“La Grande Bellezza di Sorrentino: elogio dell’eccesso” by Cinema in Controluce

Da Parolesemplici

La Grande Bellezza, lo si capisce già dal titolo, è uno di quei film magniloquenti, grandi, ambiziosi, esagerati, sfrontati, senza mezze misure, che non si preoccupa di riproporre il sapore già provato de La Dolce Vita e di Roma di Fellini, non si cura di esagerare in spettacolarità e in melanconia, ma procede sulla sua strada, noncurante delle possibili critiche che un’operazione del genere – che non si autoproclama progressista e ottimista, tutt’altro – comporterà quasi sicuro in un certo pubblico e in una certa stampa. Già solo per questo coraggio oggi noto a pochi, La Grande Bellezza andrebbe apprezzato:il suo è un voler essere a tutti i costi “cinema”, a tutti i costi spettacolo, esageratamente spettacolo, come già il grottesco incipit della sindrome di Stendhal professa.Del resto, chiunque abbia vissuto nella città eterna e l’abbia respirata nei suoi mille volti non può che condividere questa sensazione, a tratti un po’ decadente, sicuramente saturante, di una bellezza che va per accumulo su accumulo, una bellezza dove gli strati temporali si sovrappongono e si accostano gli uni agli altri e sopra i quali, a sua volta, scorre indifferente la vita frenetica di tutti i giorni, oltre che lo sfavillìo della vita mondana ovviamente, dominante i piani alti.

Ecco, La Grande Bellezza di Sorrentino è tutto questo: è come una mappa, ovviamente non esaustiva, di una Roma vista da queste terrazze dalle quali è possibile cogliere nello stesso istante una panoramica che toglie il respiro per quanto è bella ma che al tempo stesso coglie anche il respiro perché la convivenza di rovine e modernità è un segno ineluttabile del tempo e quindi della morte e della decadenza delle cose.

A Sorrentino, però, non basta nemmeno questo, vuole giustamente strafare e vista la nostra cultura prettamente religiosa, coinvolge anche, soprattutto nella seconda parte del film, un forte senso del sacro, contrapposto al profano dei party, che è suggerito dal bianco perlaceo dei marmi di Carrara della Roma Barocca e delle statue e dell’arte che la popola e che la caratterizza più di ogni altra cosa.
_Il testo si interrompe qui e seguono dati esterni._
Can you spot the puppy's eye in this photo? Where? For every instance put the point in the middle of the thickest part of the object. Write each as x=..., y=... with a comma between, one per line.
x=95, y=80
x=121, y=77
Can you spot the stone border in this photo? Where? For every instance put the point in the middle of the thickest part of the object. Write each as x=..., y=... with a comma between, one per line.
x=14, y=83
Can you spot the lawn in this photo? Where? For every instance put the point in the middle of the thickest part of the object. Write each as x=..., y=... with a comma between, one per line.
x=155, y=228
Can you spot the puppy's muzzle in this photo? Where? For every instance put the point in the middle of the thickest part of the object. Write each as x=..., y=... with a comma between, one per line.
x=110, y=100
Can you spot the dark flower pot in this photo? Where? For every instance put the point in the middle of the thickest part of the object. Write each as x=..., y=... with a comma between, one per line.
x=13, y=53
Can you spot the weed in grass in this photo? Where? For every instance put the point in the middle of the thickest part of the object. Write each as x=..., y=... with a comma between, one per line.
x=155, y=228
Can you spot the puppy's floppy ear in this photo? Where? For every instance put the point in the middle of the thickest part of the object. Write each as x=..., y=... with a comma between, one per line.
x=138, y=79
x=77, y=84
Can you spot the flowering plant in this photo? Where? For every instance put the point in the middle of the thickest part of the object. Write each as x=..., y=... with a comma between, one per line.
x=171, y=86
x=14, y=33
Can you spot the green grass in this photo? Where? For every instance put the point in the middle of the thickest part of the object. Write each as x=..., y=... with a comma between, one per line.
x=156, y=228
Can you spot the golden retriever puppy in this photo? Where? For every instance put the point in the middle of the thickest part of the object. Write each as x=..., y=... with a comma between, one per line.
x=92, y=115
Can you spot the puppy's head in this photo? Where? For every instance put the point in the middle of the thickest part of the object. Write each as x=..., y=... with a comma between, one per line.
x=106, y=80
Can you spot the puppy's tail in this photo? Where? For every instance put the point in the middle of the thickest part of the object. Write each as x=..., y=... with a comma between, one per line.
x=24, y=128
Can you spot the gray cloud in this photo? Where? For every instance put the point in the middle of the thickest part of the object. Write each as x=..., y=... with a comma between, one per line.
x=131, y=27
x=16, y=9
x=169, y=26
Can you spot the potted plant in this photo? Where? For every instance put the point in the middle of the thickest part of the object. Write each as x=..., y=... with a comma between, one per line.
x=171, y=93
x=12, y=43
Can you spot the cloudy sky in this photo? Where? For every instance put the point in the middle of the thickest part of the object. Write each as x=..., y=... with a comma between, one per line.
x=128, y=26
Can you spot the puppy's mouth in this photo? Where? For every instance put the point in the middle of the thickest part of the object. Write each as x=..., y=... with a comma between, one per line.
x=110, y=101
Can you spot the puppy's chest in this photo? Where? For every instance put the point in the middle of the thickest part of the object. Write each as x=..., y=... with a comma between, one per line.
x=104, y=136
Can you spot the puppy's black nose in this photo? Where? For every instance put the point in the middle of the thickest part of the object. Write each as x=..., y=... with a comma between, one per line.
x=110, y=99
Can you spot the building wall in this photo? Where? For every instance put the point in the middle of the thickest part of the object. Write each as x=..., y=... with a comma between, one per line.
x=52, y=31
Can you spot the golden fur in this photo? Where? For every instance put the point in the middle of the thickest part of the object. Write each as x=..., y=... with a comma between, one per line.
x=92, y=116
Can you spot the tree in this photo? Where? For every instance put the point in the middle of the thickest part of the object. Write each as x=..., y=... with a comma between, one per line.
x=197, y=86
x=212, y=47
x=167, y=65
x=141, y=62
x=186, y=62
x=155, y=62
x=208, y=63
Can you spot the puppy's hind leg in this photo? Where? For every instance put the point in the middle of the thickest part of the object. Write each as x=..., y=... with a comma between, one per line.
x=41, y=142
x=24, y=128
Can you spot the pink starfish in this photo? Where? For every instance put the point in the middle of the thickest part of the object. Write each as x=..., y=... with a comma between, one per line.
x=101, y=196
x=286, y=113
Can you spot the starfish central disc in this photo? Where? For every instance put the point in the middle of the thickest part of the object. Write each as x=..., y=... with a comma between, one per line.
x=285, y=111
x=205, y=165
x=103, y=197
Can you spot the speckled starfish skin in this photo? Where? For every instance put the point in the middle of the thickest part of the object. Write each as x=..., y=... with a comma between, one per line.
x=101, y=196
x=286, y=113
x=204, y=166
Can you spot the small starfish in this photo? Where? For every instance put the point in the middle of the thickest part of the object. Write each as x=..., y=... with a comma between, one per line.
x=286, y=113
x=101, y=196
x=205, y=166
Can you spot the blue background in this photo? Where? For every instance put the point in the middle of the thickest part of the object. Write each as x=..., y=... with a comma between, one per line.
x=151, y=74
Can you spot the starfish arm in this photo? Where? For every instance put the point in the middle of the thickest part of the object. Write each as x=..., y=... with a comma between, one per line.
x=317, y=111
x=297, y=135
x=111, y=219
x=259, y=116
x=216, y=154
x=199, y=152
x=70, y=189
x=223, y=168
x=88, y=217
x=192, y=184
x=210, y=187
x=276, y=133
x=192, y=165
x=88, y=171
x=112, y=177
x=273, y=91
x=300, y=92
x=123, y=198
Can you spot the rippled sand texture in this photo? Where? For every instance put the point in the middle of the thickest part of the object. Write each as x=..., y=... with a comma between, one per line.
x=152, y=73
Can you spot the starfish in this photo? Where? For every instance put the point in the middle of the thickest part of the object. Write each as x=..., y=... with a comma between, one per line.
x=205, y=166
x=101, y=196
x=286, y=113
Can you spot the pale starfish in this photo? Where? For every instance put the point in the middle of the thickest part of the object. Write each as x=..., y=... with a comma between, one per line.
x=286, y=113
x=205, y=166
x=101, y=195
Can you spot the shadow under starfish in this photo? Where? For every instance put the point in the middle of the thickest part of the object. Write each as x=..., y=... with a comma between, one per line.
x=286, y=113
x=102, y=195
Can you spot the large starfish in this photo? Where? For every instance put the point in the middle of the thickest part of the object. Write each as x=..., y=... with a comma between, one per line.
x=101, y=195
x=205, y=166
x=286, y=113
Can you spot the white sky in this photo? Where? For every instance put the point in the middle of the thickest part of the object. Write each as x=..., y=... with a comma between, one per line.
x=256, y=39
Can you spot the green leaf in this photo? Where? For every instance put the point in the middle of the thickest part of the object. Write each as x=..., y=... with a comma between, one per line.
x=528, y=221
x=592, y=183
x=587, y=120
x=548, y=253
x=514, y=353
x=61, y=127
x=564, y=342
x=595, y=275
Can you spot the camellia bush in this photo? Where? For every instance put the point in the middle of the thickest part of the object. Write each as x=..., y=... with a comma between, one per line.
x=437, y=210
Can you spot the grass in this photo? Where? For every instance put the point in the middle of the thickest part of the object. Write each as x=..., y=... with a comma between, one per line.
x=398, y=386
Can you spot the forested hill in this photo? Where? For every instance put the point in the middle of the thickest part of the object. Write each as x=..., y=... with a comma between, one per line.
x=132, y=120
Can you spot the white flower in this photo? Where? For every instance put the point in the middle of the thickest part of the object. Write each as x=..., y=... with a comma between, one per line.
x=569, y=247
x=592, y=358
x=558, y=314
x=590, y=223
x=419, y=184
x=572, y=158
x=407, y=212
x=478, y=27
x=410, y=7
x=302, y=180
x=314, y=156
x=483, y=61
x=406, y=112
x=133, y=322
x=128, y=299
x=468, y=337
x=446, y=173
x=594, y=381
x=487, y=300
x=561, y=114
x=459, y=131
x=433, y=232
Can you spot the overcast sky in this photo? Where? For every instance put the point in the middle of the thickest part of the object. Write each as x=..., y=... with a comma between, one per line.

Lo stesso film è definibile come un cinema barocco, l’opposto assoluto del minimalismo e realismo di un Kechiche per fare un esempio: qui sono benvenuti, se non obbligatori, i grandi movimenti di macchina, i dolly, le frasi ad effetto, i voice over, perché c’è il sentore, se non peso, di un grande passato alle spalle, che per essere ricordato, commemorato, immortalato necessita di uno stile registico adatto, un po’ vistoso, come quello di Sorrentino appunto, che qui è più calzante che mai.

Si tratta, certamente, di un film imperfetto, non privo di difetti anche perché parecchio tagliato in fase di montaggio: per giudicarlo a pieno, o anche per curiosità, sarebbe davvero interessante poter vedere le scene tagliate: alcune si possono già intravedere in qualche libro fotografico. In ogni caso, nonostante i difetti e nonostante un certo manicheismo (sacro/profano, puro/impuro, etc), che non condivido ma che è tipico della nostra cultura, La Grande Bellezza è un film che ha una sua completezza, un senso compiuto, oltre che la prova assoluta che non c’è bisogno di darci sempre addosso riguardo l’incapacità di noi italiani e che qualcosa di bello e che piace a noi e al mondo siamo perfettamente, anzi in modo orgogliosamente imperfetto ed esagerato, in grado di farlo.